He walked into the classroom. A chorus of voices, in scattered accents, greeted him. For Eddie Deacon it had been a bad day and now it was evening. The chance of improvement was minimal. The language courses often took place after working hours and his foreign students flocked in when their daytime employment, legitimate or not, had finished.
It had been a long-standing promise, made at least a month ago, that he would go in the morning by train from London to Chippenham. His father had collected him at the station, and they’d had a desultory conversation in the car about the state of the railways, the weather, the roads, his father’s pension, and just as they had exhausted all common subject matter, they’d reached the family home.
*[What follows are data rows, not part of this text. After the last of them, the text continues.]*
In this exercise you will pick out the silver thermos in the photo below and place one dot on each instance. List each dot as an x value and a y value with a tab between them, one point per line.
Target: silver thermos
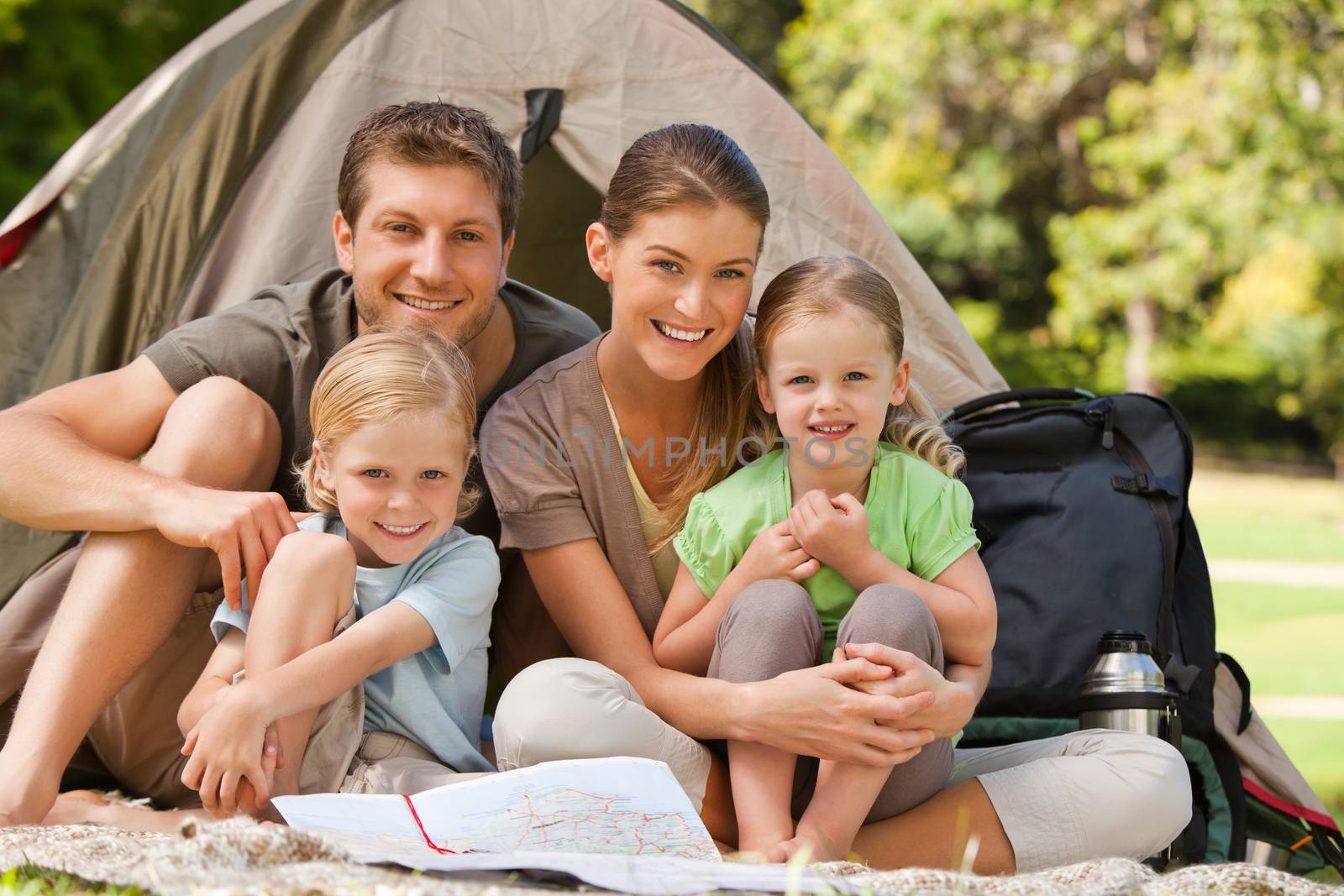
1126	691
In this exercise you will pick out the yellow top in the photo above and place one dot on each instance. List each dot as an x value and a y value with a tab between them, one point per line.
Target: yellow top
651	517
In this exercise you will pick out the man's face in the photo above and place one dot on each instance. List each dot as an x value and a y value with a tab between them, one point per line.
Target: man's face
428	249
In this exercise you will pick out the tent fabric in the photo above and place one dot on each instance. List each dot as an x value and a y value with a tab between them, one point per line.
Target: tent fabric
1265	766
218	175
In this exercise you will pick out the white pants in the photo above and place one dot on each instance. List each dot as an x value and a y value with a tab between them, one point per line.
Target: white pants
1063	799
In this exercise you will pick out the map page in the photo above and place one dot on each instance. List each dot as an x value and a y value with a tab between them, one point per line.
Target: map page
598	806
622	824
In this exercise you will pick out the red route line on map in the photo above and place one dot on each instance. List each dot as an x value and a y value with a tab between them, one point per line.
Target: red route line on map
425	835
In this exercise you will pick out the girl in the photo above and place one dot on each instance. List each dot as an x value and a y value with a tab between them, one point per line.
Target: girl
878	533
378	594
678	244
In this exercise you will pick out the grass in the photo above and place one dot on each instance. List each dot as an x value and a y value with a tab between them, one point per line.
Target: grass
38	882
1287	638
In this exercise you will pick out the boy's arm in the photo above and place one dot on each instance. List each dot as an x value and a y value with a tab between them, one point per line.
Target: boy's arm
225	663
228	741
329	669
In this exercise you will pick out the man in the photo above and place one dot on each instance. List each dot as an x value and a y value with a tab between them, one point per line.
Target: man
428	196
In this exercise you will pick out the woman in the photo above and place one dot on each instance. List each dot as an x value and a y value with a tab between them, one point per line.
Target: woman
593	463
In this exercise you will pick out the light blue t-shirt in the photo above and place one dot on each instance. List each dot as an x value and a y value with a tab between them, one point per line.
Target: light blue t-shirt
436	696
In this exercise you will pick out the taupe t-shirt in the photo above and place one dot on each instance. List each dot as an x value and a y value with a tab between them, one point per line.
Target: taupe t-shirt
277	343
558	474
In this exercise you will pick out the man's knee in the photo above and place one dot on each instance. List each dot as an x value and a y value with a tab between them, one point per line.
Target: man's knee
222	430
894	617
1155	779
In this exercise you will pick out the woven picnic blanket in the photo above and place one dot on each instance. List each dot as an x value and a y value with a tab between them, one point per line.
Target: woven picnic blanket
241	856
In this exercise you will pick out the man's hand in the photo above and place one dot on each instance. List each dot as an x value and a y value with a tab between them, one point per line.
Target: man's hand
228	752
774	553
835	531
241	527
951	703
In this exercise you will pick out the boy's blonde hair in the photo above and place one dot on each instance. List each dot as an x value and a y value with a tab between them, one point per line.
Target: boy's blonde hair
827	284
381	375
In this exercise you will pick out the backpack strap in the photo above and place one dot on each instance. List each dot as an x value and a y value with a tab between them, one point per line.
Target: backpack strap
1158	503
1035	394
1243	715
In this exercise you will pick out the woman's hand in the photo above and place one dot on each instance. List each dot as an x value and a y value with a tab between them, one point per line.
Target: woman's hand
822	712
835	531
776	553
951	705
233	746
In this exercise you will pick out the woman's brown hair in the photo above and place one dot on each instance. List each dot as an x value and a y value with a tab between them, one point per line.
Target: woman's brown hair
827	284
699	165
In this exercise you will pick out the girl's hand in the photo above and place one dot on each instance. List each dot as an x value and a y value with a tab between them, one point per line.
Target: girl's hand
774	553
823	712
835	531
228	752
952	705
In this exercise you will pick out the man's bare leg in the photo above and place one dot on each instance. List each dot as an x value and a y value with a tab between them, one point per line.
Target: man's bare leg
128	593
308	587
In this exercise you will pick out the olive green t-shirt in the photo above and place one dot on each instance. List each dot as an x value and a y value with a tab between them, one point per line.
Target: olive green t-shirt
277	342
918	517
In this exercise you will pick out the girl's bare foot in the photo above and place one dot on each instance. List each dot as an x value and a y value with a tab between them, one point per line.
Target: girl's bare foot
76	806
80	806
808	846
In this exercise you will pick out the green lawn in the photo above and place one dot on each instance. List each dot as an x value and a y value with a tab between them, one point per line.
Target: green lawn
1289	640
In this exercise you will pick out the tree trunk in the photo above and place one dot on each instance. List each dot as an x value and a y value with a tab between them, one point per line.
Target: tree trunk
1142	328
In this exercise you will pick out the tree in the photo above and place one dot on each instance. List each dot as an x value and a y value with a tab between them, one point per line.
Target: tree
64	63
1092	181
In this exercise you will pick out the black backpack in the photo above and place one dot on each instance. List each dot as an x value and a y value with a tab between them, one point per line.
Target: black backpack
1081	508
1084	526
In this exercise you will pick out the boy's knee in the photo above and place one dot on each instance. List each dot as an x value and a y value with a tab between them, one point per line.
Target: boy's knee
222	426
894	617
316	553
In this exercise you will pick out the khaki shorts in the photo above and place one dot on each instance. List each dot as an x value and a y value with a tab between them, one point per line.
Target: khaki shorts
136	738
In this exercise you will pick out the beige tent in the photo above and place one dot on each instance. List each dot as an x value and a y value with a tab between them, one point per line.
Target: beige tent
218	174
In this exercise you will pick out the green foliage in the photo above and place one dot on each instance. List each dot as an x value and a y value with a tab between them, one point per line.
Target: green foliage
29	880
1058	160
64	63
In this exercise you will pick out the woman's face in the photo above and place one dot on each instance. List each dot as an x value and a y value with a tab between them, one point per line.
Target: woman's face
680	284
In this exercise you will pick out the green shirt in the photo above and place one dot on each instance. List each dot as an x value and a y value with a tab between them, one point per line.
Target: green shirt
918	517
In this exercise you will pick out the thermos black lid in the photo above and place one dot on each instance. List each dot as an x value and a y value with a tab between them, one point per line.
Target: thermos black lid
1122	641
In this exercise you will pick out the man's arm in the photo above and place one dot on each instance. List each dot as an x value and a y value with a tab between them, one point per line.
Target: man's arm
66	464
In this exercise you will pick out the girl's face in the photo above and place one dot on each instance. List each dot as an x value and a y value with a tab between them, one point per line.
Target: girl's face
680	284
830	382
396	485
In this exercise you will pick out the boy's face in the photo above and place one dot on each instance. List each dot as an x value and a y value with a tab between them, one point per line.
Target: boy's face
428	249
396	485
830	382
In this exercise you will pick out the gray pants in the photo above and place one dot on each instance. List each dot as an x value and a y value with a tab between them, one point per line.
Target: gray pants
1090	794
772	627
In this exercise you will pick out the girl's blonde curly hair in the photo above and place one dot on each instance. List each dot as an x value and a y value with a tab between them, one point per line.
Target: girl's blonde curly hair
378	376
827	284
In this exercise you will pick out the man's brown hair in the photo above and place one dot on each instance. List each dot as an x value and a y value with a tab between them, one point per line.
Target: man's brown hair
430	134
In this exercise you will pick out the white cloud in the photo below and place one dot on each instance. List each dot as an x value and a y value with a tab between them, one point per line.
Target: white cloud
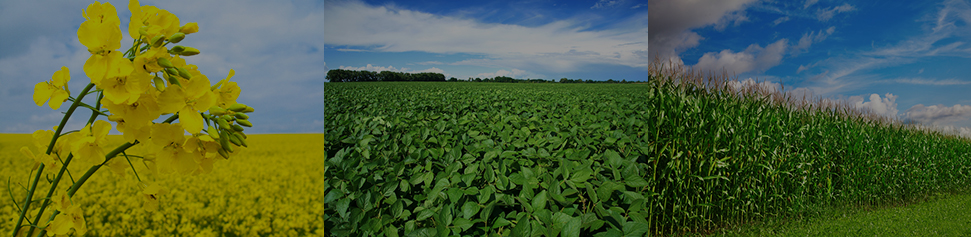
754	58
548	47
373	68
938	114
764	86
605	4
274	47
925	81
811	37
825	14
809	3
514	73
671	27
885	106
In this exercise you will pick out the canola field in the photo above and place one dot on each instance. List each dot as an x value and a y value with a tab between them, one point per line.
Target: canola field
268	189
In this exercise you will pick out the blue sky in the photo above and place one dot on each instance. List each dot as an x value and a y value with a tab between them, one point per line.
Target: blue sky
903	59
275	47
588	39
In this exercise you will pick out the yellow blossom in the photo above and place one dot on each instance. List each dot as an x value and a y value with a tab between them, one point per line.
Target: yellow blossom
172	157
228	92
42	158
150	195
65	221
55	90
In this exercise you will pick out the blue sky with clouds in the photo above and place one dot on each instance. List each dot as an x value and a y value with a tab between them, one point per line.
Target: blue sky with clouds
275	47
903	59
549	39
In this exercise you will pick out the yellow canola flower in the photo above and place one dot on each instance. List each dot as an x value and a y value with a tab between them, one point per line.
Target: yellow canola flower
148	61
89	146
188	99
150	195
55	90
125	85
42	158
73	217
102	35
172	157
189	28
133	119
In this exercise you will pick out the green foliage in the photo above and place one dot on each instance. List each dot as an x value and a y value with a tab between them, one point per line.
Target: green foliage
474	159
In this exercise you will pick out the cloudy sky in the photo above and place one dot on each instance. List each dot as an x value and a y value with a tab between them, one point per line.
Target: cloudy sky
549	39
275	47
904	59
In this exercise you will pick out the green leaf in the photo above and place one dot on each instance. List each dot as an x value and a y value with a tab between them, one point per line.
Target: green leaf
425	214
390	231
635	181
454	194
469	209
462	223
572	228
613	158
539	201
582	175
397	208
389	188
635	228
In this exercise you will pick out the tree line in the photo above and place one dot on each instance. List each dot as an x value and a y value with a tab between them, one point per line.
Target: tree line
343	75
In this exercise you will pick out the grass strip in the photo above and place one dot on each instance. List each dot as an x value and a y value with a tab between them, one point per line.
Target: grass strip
942	215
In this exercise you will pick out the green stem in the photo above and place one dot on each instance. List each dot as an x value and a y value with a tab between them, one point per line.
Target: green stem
40	168
74	188
57	179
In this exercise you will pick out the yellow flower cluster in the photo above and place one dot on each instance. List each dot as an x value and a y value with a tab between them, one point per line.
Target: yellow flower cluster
271	188
136	87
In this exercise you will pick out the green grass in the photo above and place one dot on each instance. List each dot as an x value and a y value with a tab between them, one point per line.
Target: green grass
680	154
944	215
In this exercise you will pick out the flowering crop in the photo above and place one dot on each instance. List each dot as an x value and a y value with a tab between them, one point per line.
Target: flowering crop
268	189
131	88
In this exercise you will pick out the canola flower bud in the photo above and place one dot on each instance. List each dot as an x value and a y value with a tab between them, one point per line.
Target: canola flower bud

He’d had to go. He couldn’t have brought himself to call and tell them he had a problem and couldn’t make it. He would have heard undisguised disappointment, in whichever of them he had spoken to, and he’d known that for the last two days his mum would have been planning lunch: she worked, front-desk receptionist, at the offices of a local building contractor and would have told everyone there that she was taking the day off because her lad was coming down from London. They’d be waiting the next morning for a bulletin on how it had gone and how he was progressing, and from the way she told it, most would reckon he was a college lecturer and something of a highflier, not a language teacher who helped a cocktail of youngsters to speak basic English, and wasn’t concerned with chasing ‘prospects’. His father had taken early retirement on his fiftieth birthday, and pottered round the house fixing things that didn’t need fixing. Eddie Deacon had damn near nothing that connected with the lives of Arthur and Betty, his parents. What he couldn’t deny was the love they had for him. A bit humbling, actually. Like having a pillow shoved over his face that half suffocated him. There was love and there was expectation for his future. After lunch, if he was lucky, he’d escape for an hour, put on the old pair of boots that were kept on the shelf in the pristine garage, and walk by the river, maybe see a kingfisher in flight, lean on a field gate and have a herd of heifers nuzzle his sleeve. Then a quick tea, a pointed look at his watch and talk about the train he could catch.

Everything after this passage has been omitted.